Promises of up to a 50 percent improvement in performance-per-watt over first-gen RDNA are one of the main selling pints for this new GPU series.

amd graphics card on dark background

AMD has revealed that its next-gen gaming GPUs are scheduled to be released in late 2020. Unlike the company’s first RDNA Navi products, such as the Radeon RX 5700 XT, the new RDNA 2-based GPUs will also support hardware-accelerated ray tracing.

AMD unveiled these details about its new GPUs at its Financial Analyst Day on 5 March, while also revealing that RDNA 3 is in development, with products expected before the end of 2022.

The company describes its forthcoming RDNA 2 GPUs as ‘enthusiast-class’, with ‘uncompromising 4K gaming’, meaning they could potentially take on Nvidia’s top-end GPUs, rather than competing in the mid-range like AMD’s current Navi chips.
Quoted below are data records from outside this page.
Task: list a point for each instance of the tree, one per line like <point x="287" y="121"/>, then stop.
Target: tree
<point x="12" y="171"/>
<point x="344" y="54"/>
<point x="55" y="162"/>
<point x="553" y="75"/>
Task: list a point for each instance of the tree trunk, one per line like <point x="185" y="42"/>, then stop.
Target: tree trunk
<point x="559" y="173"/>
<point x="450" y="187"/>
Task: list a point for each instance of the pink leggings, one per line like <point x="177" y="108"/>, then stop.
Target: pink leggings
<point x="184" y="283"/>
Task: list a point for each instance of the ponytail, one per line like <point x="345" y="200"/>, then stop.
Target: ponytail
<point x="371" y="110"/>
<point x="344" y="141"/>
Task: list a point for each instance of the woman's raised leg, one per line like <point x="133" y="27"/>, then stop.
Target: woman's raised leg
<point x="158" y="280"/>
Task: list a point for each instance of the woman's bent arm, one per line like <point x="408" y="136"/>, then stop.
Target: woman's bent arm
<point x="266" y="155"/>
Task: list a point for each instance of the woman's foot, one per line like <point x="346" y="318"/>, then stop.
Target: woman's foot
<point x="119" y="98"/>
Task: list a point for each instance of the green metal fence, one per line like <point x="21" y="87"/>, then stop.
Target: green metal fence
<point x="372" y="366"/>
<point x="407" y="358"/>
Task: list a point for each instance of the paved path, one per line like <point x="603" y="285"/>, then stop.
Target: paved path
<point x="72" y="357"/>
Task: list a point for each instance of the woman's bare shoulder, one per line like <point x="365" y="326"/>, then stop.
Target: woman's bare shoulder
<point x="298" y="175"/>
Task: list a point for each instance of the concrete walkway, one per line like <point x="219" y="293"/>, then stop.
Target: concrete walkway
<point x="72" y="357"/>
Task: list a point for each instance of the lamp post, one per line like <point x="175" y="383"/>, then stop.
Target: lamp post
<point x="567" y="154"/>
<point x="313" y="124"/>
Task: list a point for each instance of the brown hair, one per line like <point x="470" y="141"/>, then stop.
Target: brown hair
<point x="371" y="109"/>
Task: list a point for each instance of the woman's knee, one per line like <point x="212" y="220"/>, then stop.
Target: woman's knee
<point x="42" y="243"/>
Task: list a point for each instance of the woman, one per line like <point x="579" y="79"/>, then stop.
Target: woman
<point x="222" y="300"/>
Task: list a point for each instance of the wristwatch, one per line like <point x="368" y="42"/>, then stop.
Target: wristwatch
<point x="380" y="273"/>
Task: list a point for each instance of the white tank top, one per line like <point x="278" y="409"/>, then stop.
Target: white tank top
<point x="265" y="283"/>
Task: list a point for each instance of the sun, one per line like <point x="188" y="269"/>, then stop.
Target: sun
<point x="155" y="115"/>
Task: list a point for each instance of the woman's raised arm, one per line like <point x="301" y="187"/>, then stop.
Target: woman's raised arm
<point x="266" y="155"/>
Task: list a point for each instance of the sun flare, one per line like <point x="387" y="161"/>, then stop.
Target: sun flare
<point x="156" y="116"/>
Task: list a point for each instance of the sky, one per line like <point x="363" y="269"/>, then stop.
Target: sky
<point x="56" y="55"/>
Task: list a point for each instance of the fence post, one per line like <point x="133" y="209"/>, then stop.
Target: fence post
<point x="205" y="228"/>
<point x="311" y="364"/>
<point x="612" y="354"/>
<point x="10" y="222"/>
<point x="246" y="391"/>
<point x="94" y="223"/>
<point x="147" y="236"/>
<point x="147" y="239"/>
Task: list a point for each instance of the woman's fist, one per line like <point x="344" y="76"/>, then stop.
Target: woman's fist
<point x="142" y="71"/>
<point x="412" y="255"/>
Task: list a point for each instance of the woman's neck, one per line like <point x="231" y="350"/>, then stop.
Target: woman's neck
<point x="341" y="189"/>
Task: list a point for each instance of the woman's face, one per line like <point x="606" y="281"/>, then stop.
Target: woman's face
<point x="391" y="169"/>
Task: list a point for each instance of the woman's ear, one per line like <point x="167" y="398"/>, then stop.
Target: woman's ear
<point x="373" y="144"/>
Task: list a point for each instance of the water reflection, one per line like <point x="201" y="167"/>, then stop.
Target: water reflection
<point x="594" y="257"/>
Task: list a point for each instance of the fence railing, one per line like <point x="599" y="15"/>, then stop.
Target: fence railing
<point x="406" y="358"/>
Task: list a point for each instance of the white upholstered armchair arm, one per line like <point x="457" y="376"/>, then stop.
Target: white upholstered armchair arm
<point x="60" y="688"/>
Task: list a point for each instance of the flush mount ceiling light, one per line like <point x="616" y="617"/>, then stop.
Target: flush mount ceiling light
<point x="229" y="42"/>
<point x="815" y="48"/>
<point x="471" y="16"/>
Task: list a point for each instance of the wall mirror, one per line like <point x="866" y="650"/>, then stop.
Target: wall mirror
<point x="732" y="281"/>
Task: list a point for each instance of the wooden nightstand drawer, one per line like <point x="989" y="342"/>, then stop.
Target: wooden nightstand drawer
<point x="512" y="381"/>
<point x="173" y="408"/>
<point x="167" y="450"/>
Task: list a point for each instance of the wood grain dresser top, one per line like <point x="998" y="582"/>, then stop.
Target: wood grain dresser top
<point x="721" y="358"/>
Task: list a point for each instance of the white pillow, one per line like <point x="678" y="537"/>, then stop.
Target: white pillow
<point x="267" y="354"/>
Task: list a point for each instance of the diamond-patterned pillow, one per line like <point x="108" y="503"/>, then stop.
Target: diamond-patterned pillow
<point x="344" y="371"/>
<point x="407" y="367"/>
In addition to hardware-accelerated ray tracing, AMD also promises up to a 50 per cent improvement in performance per Watt for RDNA 2 chips over their first-gen RDNA predecessors.

The company puts the improvements down to logic enhancements and optimisations to the new microarchitecture, enabling it to reduce the complexity and switching power of the new chips, as well as improve the performance per clock and increase the clock speed.

RDNA 2 will also support variable rate shading (VRS), another feature that was previously only supported by Nvidia’s Turing GPUs. Meanwhile, Scott Herkelman, Vice President and General Manager for Radeon, has also confirmed that there will be no blower coolers on the reference models of the new GPUs.

That’s a great move, although we’re still surprised it’s taken AMD so long to get round to it. We don’t know exactly what the reference cards will look like, but we spotted a hint in one of the presentations, which we’ve used as the main image for this story.

AMD’s first Navi products showed enormous improvements in both performance and power consumption over AMD’s previous Graphics Core Next chips, with fast frame rates for the money. However, the lack of hardware ray tracing puts them at a disadvantage compared to Nvidia’s pricier RTX GPUs, making the latter the natural choice if you want to play games with realistic lighting, shadows and reflections.